We put the latest Apache Syncope and PostgreSQL on the bench to try and push to the limit: here are the results
Lately, some activity on the Apache Syncope project arose around the effort to improve the overall performance, with specific target of managing millions of identities.
While building a brand new persistence layer based on no-sql repositories is certainly possible - a non-trivial effort, anyway - immediate action was taken to enable the existing JPA-based persistence layer with the latest features provided by the supported DBMSes: PostgreSQL was the first one.
Coming from a long story in the Open Source world, PostgreSQL has become quite a hot topic in the recent years, and for several good reasons: compliance with SQL standards, strong performance, PL/PgSQL stored procedure calls, extensibility, replication, active community, enterprise support available by several trusted providers all around the world.
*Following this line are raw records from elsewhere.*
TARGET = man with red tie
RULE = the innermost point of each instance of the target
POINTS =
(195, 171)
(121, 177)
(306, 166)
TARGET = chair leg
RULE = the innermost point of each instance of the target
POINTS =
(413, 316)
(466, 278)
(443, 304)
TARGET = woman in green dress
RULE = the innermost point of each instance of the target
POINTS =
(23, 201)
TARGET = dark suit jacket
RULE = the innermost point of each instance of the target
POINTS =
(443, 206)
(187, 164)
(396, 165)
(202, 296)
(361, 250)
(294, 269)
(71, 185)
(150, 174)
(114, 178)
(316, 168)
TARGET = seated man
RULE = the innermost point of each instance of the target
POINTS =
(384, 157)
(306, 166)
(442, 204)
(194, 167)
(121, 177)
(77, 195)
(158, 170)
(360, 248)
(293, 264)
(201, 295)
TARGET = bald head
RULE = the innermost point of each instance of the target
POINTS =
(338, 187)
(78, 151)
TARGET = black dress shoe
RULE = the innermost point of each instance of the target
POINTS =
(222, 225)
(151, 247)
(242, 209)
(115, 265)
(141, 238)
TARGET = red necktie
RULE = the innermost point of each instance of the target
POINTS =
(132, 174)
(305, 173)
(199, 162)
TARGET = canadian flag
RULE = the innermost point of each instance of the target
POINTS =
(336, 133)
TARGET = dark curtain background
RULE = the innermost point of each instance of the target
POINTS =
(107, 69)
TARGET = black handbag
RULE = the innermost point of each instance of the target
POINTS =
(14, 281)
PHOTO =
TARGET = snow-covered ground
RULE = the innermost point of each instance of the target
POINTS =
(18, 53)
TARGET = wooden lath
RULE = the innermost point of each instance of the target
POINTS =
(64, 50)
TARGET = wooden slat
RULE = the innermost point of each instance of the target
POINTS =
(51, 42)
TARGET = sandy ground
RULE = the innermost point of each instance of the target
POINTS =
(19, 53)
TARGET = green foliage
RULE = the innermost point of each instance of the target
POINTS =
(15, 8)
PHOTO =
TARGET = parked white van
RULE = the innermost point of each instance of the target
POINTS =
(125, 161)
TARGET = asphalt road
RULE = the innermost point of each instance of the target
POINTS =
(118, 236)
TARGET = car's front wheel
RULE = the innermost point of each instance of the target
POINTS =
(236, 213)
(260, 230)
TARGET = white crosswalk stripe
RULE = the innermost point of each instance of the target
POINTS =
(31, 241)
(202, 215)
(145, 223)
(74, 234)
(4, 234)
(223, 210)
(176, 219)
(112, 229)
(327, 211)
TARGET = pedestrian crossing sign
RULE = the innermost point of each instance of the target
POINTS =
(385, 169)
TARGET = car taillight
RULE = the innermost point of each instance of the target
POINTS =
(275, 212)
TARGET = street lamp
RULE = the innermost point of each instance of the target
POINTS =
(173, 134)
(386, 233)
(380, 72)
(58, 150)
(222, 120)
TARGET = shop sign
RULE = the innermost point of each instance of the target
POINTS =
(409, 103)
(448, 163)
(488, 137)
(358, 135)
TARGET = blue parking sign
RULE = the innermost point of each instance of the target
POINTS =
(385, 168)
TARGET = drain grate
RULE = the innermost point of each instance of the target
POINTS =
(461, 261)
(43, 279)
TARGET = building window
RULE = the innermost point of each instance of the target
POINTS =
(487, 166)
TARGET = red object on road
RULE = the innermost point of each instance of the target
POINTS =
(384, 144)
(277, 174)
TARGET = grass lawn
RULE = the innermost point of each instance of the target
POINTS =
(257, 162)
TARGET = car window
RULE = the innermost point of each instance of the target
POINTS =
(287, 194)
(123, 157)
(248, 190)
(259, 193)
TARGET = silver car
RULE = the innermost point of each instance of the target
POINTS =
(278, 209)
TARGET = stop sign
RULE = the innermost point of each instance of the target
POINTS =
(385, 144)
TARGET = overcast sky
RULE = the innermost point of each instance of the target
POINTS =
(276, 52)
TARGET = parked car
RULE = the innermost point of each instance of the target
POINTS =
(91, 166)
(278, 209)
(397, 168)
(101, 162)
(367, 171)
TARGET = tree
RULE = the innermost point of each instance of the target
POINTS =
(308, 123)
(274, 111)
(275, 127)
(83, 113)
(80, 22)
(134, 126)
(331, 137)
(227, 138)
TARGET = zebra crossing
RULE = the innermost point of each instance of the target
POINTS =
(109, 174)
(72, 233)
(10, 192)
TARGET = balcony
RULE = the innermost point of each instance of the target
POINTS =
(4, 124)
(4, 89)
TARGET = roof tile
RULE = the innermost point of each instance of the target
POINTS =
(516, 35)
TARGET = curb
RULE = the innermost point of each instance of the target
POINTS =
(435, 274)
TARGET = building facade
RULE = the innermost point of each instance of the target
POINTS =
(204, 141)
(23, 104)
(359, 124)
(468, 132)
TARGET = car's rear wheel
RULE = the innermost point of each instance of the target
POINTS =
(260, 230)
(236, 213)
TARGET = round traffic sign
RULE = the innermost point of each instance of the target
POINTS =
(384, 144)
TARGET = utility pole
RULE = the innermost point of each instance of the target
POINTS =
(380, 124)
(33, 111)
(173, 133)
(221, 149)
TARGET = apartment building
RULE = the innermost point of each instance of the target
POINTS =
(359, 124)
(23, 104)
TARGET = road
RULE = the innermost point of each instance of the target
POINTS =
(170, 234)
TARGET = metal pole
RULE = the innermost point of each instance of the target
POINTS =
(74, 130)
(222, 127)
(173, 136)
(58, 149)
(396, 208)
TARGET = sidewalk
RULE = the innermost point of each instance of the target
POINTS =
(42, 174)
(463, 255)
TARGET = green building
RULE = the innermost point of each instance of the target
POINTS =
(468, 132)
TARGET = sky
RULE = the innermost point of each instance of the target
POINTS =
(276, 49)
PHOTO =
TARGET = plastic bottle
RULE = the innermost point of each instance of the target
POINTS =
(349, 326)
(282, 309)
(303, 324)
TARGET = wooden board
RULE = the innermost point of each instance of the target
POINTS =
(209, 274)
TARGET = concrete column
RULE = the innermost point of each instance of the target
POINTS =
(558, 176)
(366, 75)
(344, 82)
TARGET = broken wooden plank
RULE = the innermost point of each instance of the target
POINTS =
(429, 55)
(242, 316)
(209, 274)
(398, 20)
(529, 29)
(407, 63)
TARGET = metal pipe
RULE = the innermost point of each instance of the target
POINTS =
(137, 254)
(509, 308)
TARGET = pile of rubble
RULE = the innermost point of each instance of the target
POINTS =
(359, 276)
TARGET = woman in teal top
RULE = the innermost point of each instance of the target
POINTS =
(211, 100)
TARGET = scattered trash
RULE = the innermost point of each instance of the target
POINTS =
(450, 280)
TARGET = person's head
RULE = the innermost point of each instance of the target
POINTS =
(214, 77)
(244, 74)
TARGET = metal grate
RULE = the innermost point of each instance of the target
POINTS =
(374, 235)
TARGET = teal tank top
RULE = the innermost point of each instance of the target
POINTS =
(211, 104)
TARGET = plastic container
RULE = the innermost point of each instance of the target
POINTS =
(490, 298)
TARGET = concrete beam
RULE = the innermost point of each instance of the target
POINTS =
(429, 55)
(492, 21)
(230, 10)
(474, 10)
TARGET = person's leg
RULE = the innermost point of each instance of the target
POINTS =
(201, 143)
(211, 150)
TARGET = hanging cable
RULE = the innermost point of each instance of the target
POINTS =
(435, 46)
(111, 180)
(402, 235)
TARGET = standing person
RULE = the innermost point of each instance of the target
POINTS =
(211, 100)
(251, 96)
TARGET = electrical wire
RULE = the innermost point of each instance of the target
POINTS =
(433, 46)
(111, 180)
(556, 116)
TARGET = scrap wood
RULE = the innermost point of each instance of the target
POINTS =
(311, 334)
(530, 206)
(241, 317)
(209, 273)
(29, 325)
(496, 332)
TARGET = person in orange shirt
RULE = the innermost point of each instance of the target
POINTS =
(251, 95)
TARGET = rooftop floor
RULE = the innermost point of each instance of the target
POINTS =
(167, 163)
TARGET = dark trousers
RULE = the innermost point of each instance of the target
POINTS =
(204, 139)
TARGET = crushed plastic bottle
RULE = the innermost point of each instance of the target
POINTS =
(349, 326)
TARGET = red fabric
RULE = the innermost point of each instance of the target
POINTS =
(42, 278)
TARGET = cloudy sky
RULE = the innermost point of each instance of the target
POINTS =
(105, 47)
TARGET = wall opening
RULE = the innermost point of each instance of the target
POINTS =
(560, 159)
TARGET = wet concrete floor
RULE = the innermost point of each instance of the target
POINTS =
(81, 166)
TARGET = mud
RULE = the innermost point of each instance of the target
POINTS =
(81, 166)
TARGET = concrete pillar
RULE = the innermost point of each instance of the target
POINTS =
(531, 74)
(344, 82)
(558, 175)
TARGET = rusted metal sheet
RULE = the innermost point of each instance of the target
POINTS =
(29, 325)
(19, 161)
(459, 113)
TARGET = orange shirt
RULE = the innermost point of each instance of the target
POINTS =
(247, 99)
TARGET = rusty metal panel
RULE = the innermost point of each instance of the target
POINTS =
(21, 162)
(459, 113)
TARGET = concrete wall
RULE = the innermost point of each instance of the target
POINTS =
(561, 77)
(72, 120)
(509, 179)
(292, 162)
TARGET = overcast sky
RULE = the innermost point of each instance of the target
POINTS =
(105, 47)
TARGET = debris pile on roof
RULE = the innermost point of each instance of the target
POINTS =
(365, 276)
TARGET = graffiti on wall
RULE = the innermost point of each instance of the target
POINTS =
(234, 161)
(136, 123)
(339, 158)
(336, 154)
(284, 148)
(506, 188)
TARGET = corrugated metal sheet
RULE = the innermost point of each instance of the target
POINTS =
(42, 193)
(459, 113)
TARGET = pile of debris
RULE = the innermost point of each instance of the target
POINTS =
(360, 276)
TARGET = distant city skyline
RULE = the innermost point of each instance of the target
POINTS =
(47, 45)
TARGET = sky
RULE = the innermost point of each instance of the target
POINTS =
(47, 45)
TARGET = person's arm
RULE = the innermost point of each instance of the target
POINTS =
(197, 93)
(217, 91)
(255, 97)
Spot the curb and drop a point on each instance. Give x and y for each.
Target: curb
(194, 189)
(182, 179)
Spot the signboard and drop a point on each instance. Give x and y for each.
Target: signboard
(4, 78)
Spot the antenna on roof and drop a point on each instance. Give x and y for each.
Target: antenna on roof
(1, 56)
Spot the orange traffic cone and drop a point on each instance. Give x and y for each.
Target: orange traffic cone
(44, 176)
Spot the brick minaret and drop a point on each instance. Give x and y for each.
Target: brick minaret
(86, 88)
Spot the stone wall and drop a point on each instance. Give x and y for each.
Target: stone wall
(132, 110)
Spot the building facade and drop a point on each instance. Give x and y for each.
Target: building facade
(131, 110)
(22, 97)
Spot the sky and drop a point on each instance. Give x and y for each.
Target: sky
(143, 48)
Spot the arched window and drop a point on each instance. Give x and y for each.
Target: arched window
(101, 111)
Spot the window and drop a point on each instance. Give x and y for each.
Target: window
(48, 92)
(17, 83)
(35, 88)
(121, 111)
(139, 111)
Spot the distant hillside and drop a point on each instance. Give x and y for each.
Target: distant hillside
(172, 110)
Among the features provided by PostgreSQL, the JSONB data type was identified as base for performance improvement for Apache Syncope.
The test code was developed as an Apache Maven project, and made available on GitHub. The project is set to accept several parameters to adjust its behavior, in order to be fully replicable.
An Apache JMeter suite is run, which performs concurrent operations against the Apache Syncope deployment: user create, read, search update, delete.
The suite was configured for 10 concurrent threads, each running all the operations for 30 loops, with ramp-up time of 10 seconds, for a total duration of 20 minutes.
Please consider that no tuning nor optimization was performed: the Docker images for PostgreSQL and Elasticsearch are vanilla from DockerHub.
The test suite was run under different conditions, and the results are now public at https://tirasa.github.io/syncoperf/:
PostgreSQL 11.1, standard JPA persistence
PostgreSQL 11.1, JPA persistence with JSONB support
Thanks to PostgreSQL and JSONB, Apache Syncope is able to gracefully manage millions of identities, with reasonable response times and throughput.
For smaller sets, standard persistence works quite well, even slightly better than JSONB; for larger sets there is simply no comparison: JSONB is the clear winner.
Given the high response times with standard JPA persistence for 100,000 identities, there were no enough reasons to check 1,000,000.
There is absolutely no reason not to empower Elasticsearch when the number of identities goes above 10,000 - see the difference between "10k nodyn" and "100k nodyn es" in both figures above, especially since the number of identities in the latter case is ten times the former.
Dynamic memberships are extremely resource-demanding and should be used with great care.